Math at Advent
Math at Advent is approached as both a creative exploration and a structured discipline. Grounded in the belief that children are natural problem-solvers and meaning-makers, our math curriculum integrates the rigor of Everyday Mathematics, developed by the University of Chicago, with the Reggio Emilia Approach of inquiry, collaboration, and hands-on discovery.
The Everyday Mathematics program provides a comprehensive framework that builds strong number sense, computational fluency, and conceptual understanding across all grade levels. Concepts such as place value, geometry, measurement, fractions, and data are introduced early and revisited regularly in a spiraling sequence, ensuring that children develop deep mastery over time.
Problem-solving and real-world applications are central, encouraging students to see mathematics as both a language and a tool for interpreting and engaging with the world around them. Math learning is project-based, collaborative, and visible. Students are invited to represent their thinking through drawings, manipulatives, models, and dialogue, making their reasoning explicit and open for reflection.
Teachers act as facilitators and guides, carefully observing student strategies and posing questions that increase complexity and critical thinking. Group investigations and individual explorations often emerge from classroom projects, allowing mathematics to connect authentically with children’s interests and experiences.

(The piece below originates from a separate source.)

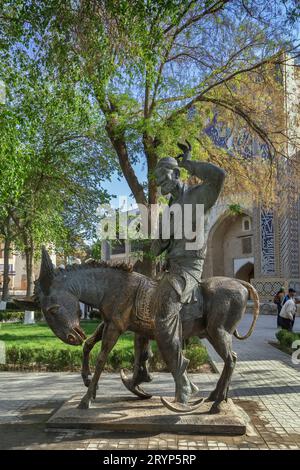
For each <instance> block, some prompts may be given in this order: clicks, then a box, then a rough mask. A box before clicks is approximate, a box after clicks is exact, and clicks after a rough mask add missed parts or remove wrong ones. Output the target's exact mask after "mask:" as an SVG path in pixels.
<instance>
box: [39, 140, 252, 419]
mask: <svg viewBox="0 0 300 470" xmlns="http://www.w3.org/2000/svg"><path fill="white" fill-rule="evenodd" d="M178 145H179V147H180V149H181V150H182V153H181V154H180V155H179V156H178V157H177V158H171V157H166V158H162V159H161V160H160V161H159V162H158V164H157V167H156V169H155V176H156V179H157V184H158V186H160V188H161V192H162V194H163V195H168V194H170V195H171V198H170V202H169V206H173V205H176V207H177V208H178V207H181V208H182V211H183V214H184V206H185V205H190V206H191V207H192V209H194V208H195V207H196V206H197V205H202V207H203V209H204V216H205V217H204V220H206V217H207V214H208V212H209V210H210V209H211V207H212V206H213V205H214V204H215V202H216V201H217V199H218V197H219V195H220V192H221V190H222V187H223V184H224V179H225V172H224V171H223V170H222V169H221V168H219V167H217V166H216V165H214V164H212V163H208V162H200V161H193V160H191V146H190V144H189V143H188V142H187V145H183V144H178ZM180 168H184V169H186V170H187V171H188V173H189V174H190V175H194V176H196V177H198V178H199V179H200V180H201V183H200V184H195V185H191V186H188V185H186V184H184V183H183V182H182V181H181V179H180ZM191 214H192V215H191V217H192V225H193V226H195V224H196V220H195V218H196V214H197V211H195V210H192V212H191ZM173 225H174V224H173ZM189 242H191V240H190V239H187V238H186V236H185V234H183V236H182V237H175V236H174V226H173V227H170V236H169V237H168V238H167V239H164V238H162V237H160V238H158V239H155V240H154V241H153V243H152V250H153V252H154V254H155V255H156V256H158V255H160V254H161V253H163V252H164V253H165V255H166V263H167V268H166V270H165V271H164V274H163V276H162V278H161V280H159V281H155V280H152V279H150V278H148V277H146V276H144V275H142V274H139V273H135V272H132V270H130V269H129V268H128V267H126V266H124V265H121V266H112V265H109V264H107V263H105V262H100V263H96V262H89V263H85V264H82V265H73V266H67V267H66V269H54V267H53V265H52V262H51V260H50V257H49V255H48V253H47V251H46V250H45V249H43V251H42V262H41V271H40V276H39V279H38V281H37V282H36V289H35V299H36V301H37V302H38V304H39V305H40V306H41V308H42V311H43V313H44V316H45V318H46V321H47V322H48V324H49V326H50V328H51V329H52V331H53V332H54V333H55V334H56V336H58V337H59V338H60V339H61V340H62V341H64V342H65V343H68V344H73V345H79V344H82V343H83V341H84V340H85V335H84V333H83V331H82V329H81V327H80V324H79V318H80V309H79V301H81V302H83V303H87V304H89V305H91V306H93V307H95V308H98V309H99V310H100V312H101V316H102V319H103V322H102V323H101V324H100V325H99V326H98V328H97V329H96V330H95V332H94V333H93V335H92V336H91V337H90V338H88V339H87V340H86V341H85V343H84V347H83V351H84V353H83V365H82V377H83V381H84V383H85V385H86V386H87V387H88V390H87V392H86V394H85V395H84V396H83V398H82V400H81V403H80V405H79V407H80V408H88V407H89V406H90V403H91V401H92V400H93V399H95V397H96V391H97V388H98V381H99V378H100V375H101V373H102V371H103V368H104V366H105V363H106V360H107V356H108V354H109V353H110V351H111V350H112V348H113V346H114V345H115V344H116V342H117V340H118V338H119V337H120V335H121V334H122V333H124V332H125V331H127V330H130V331H133V332H134V333H135V340H134V347H135V362H134V371H133V376H132V378H131V379H128V378H127V377H126V375H125V374H124V372H122V373H121V376H122V380H123V382H124V384H125V386H126V387H127V388H128V389H129V390H130V391H131V392H133V393H134V394H136V395H137V396H139V397H140V398H149V397H151V395H149V394H147V393H146V392H145V391H144V390H143V388H142V387H141V384H142V383H143V382H147V381H150V380H151V376H150V374H149V372H148V359H149V355H150V347H149V341H150V339H155V340H156V341H157V344H158V347H159V350H160V352H161V355H162V357H163V359H164V361H165V362H166V364H167V367H168V370H169V371H170V372H171V374H172V375H173V378H174V381H175V400H174V401H173V402H170V401H169V400H167V399H166V398H162V402H163V404H164V405H165V406H167V407H168V408H169V409H170V410H172V411H175V412H180V413H184V412H191V411H193V410H195V409H197V408H198V407H199V406H201V403H202V401H203V399H197V400H196V401H194V402H193V403H189V401H190V398H191V396H192V395H195V394H196V393H197V392H198V388H197V387H196V386H195V385H194V384H193V383H192V382H191V380H190V379H189V377H188V374H187V366H188V362H189V361H188V360H187V359H186V358H185V357H184V355H183V352H182V340H183V339H185V338H189V337H191V336H197V337H199V338H207V339H208V341H209V342H210V343H211V344H212V346H213V347H214V349H215V350H216V351H217V353H218V354H219V355H220V356H221V358H222V359H223V360H224V369H223V371H222V374H221V376H220V378H219V380H218V383H217V385H216V388H215V390H213V391H212V392H211V393H210V395H209V397H208V398H207V399H206V400H207V401H211V402H212V407H211V412H219V411H220V406H221V404H222V402H224V401H226V400H227V396H228V388H229V385H230V381H231V377H232V373H233V370H234V366H235V363H236V354H235V353H234V352H233V351H232V335H235V336H236V337H238V338H239V339H245V338H247V337H249V336H250V334H251V333H252V331H253V329H254V325H255V322H256V319H257V316H258V313H259V300H258V295H257V292H256V290H255V289H254V288H253V287H252V286H251V285H250V284H249V283H247V282H245V281H241V280H238V279H230V278H226V277H212V278H209V279H206V280H202V279H201V276H202V271H203V264H204V259H205V254H206V240H205V239H204V242H203V244H202V246H201V247H198V246H195V249H187V248H186V247H187V243H189ZM249 294H250V296H251V298H252V300H253V301H254V307H253V321H252V324H251V327H250V329H249V331H248V333H247V334H246V335H245V336H243V337H241V336H239V334H238V332H237V330H236V328H237V325H238V323H239V321H240V320H241V318H242V316H243V314H244V312H245V310H246V306H247V301H248V298H249ZM98 341H101V342H102V343H101V351H100V353H99V356H98V358H97V363H96V367H95V371H94V374H93V376H92V378H90V376H91V372H90V368H89V353H90V351H91V349H92V347H93V346H94V345H95V344H96V343H97V342H98Z"/></svg>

This approach nurtures not only mathematical proficiency but also confidence, creativity, and joy in working and thinking with numbers. By weaving together the structured progression of Everyday Mathematics with the open-ended inquiry of the Reggio Emilia Approach, we cultivate learners who appreciate the beauty of math and see it as both logical and imaginative—a discipline to explore, understand, and enjoy.
What is “spiraling” in math?
One of the key features of the Everyday Mathematics program is its spiraling approach to teaching. Instead of covering a math topic once and moving on, concepts are introduced in small steps, revisited many times throughout the year, and built upon with increasing complexity.
For example, students might be introduced to fractions early in the year, return to them later when comparing or adding fractions, and encounter them again when learning about decimals and percentages. This repeated exposure helps students strengthen their understanding and master concepts over time.
Spiraling also mirrors how children naturally learn—by practicing skills in different situations and connecting new ideas to what they already know. Over time, this approach builds a stronger, more flexible foundation in math.
From the Classroom
How Advent students use math to engage with and interpret our world
Fifth and sixth grade students researched past Newbery Award winners, focusing on the races, genders, and religions of the authors. They collected data and organized it into categories, then converted the information into percentages to better understand representation and diversity over time. Using these percentages, students created clear and colorful pie charts in Canva to visually display their findings, and compared it to data on gender, race, and religion in the Commonwealth of Massachusetts.
This project gave the students practice and conceptual understanding around ratios, data, and proportions, while sharpening core computation skills. By graphing with social awareness, students were encouraged to see and think about how mathematics can help analyze real-world issues such as equity, diversity, and inclusion in literature and publishing.